Calls to be added to the standard library

    template <typename Iterator, typename Searcher>
    Iterator search ( Iterator first, Iterator last, Searcher &&searcher );

    template <typename Iterator>
    _unspecified_ make_searcher ( Iterator first, Iterator last );

    template <typename Iterator, typename Pred>
    _unspecified_ make_searcher ( Iterator first, Iterator last, Pred p );

    template <typename RandomAccessIterator>
    _unspecified_ make_boyer_moore_searcher ( RandomAccessIterator first, RandomAccessIterator last );

    template <typename Iterator>
    _unspecified_ make_boyer_moore_horspool_searcher ( RandomAccessIterator first, RandomAccessIterator last );

Example usage

    // existing code
    iter = search ( corpus_first, corpus_last, pattern_first, pattern_last );

    // same code, new interface
    iter = search ( corpus_first, corpus_last, make_searcher ( pattern_first, pattern_last ));

    // same code, different algorithm
    iter = search ( corpus_first, corpus_last, make_boyer_moore_searcher ( pattern_first, pattern_last ));

Performance

Using the new interface with the existing search algorithms should fulfill all the performance guarantees for the current interface of std::search. No additional comparisons are necessary. However, the creation of the search object may add some additional overhead. Different algorithms will have different amounts of overhead to create the search object.

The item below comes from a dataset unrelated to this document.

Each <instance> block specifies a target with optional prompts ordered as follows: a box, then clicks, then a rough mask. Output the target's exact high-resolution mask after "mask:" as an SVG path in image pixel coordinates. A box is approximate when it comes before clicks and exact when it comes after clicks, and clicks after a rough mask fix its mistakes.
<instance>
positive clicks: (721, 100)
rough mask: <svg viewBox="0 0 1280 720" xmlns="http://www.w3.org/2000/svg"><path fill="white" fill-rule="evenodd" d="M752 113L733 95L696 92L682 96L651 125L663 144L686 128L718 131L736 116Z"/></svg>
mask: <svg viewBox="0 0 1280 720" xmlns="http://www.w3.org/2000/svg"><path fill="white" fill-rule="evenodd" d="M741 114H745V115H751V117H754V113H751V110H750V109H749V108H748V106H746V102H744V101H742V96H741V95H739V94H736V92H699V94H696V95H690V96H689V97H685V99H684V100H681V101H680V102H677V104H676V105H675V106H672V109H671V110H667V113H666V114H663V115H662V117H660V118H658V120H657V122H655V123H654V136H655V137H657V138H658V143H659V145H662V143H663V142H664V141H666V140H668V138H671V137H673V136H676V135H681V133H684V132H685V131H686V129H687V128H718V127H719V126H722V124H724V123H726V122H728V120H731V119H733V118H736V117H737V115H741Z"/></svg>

The default_search objects, for example, should be cheap to create - they will typically be a pair of iterators. The Boyer-Moore search object, on the other hand, will contain a pair of tables, and require a significant amount of computation to create.

In my tests, on medium sized search patterns (about 100 entries), the Boyer-Moore and Boyer-Moore-Horspool were about 8-10x faster than std::search. For longer patterns, the advantage increases. For short patterns, they may actually be slower.

Test timings

These results were run on a MacBookPro (i5) computer, compiled with clang 3.2 -O3, and compared against libc++. The corpus was about 2.8MB of base64-encoded text. All timings are normalized against std::search.

The titles of the test indicate where the pattern is located in the corpus being searched; "At Start", etc. "Not found" is the case where the pattern does not exist in the corpus, i.e, the search will fail.

AlgorithmAt StartMiddleAt EndNot Found
Pattern Length1191054391
std::search100.0100.0100.0100.0
default search107.192.79104.6107
Boyer-Moore110.714.3423.1412.86
Boyer-Moore Horspool82.1411.820.0410.41

Sample Implementation

An implementation of this proposal, available under the Boost Software License can be found on GitHub.